During Westbrook's testimony, defense attorney Jarrett Ambeau sought to amplify Westbrook's fears of harm and his claimed lack of intent to kill or seriously hurt Toups.
Prosecutors sought to pick apart the testimony and have Westbrook explain how confronting Toups with a knife was a reasonable action. Assistant District Attorney Joni Buquoi also questioned Westbrook about text messages he shared with his older brother Juan eight days before the slaying in which Westbrook expressed his "strong craving" to "hurt someone for no reason" and to see blood.
Westbrook testified that he was venting his anger at the time and the statements weren't an expression of intention to harm anyone. Westbrook had recently transferred from St. Amant High and his parents had separated more than a year earlier after a contentious marriage.
Westbrook said he often sought advice from his brother, a person he saw as his mentor since childhood. Buquoi shot back at one point that, this time, Westbrook didn't follow his brother's advice.
Westbrook didn't disagree.
Westbrook's decision-making before the slaying also was a point of contention Wednesday.

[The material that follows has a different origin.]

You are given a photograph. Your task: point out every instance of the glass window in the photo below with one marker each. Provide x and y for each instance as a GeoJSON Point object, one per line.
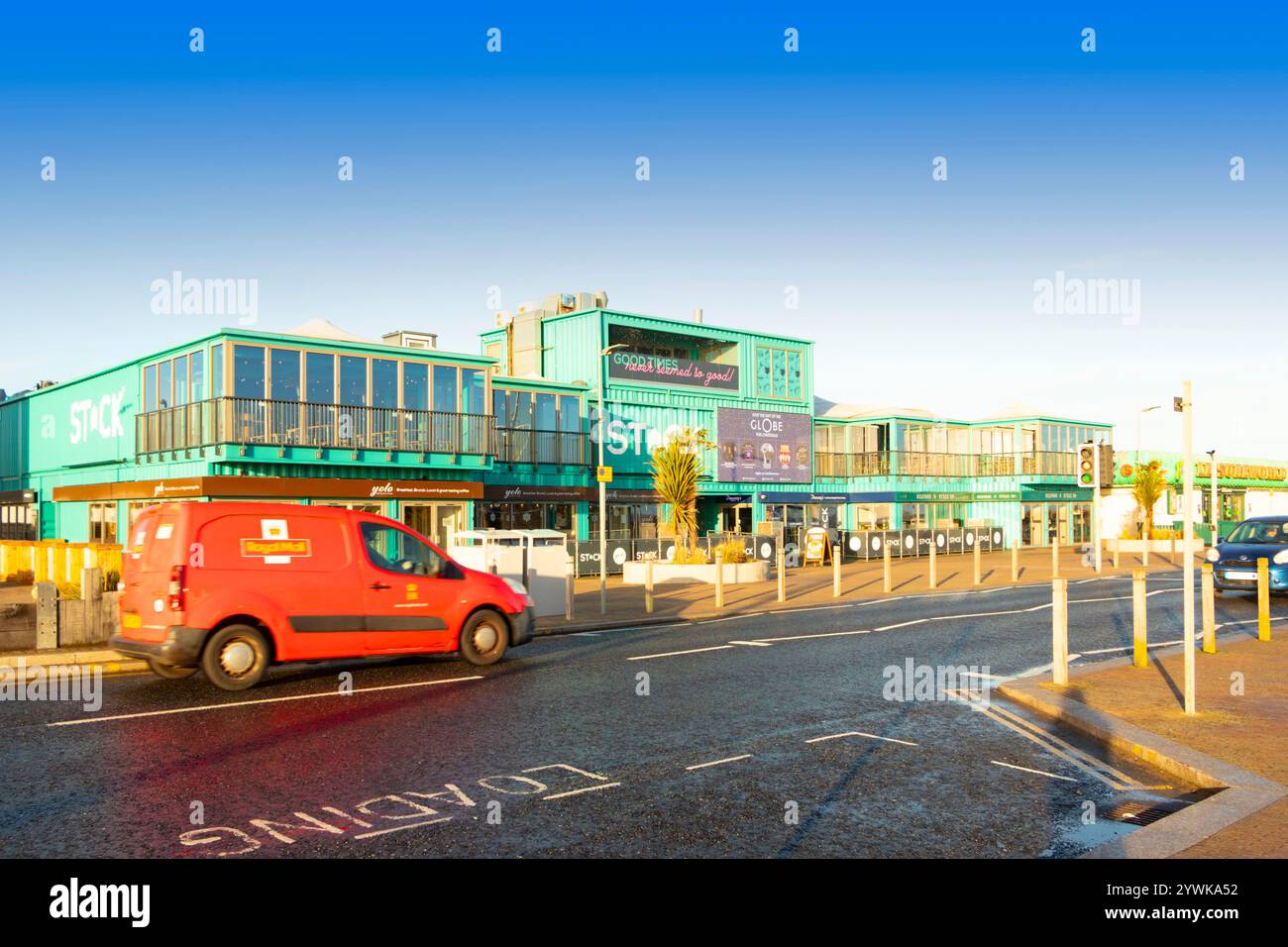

When Toups showed up inside the trailer home, Westbrook was in a bedroom near the front door with his girlfriend preparing to watch one of the "Twilight" movies. Westbrook said Toups had come inside the trailer and called out twice, "I thought you was going to stab me."
Jurors earlier heard testimony that Westbrook's girlfriend had threatened to hurt or stab Toups days earlier if he harmed Whatley, the younger sister, at the dance. They also heard testimony from another eyewitness who also said Toups had called into the bedroom before Westbrook emerged.
Westbrook said it wasn't clear to whom Toups was referring but assumed it was to him or his girlfriend. Westbrook said he didn't initially go out.
"Why didn't you just stay lying in the bed," Buquoi asked.
Westbrook said he decided to meet the aggression from Toups outside the bedroom instead of allowing it where his girlfriend was. At the time, the couple had begun discussing the possibility that she was pregnant. She has since had their child.
Once Westbrook was out of the bedroom, Toups told him that he "had something for" him and began unbuttoning his shirt, Westbrook testified.
Westbrook said he took that as sign Toups wanted to fight him and so went to get the knife. By the time he turned around and began walking back with the knife, Toups had his fists up, Westbrook testified.
Asked about earlier testimony that Toups was sitting on the couch at that moment, Westbrook said he didn't see it and, if Toups had been, it would have only been for seconds.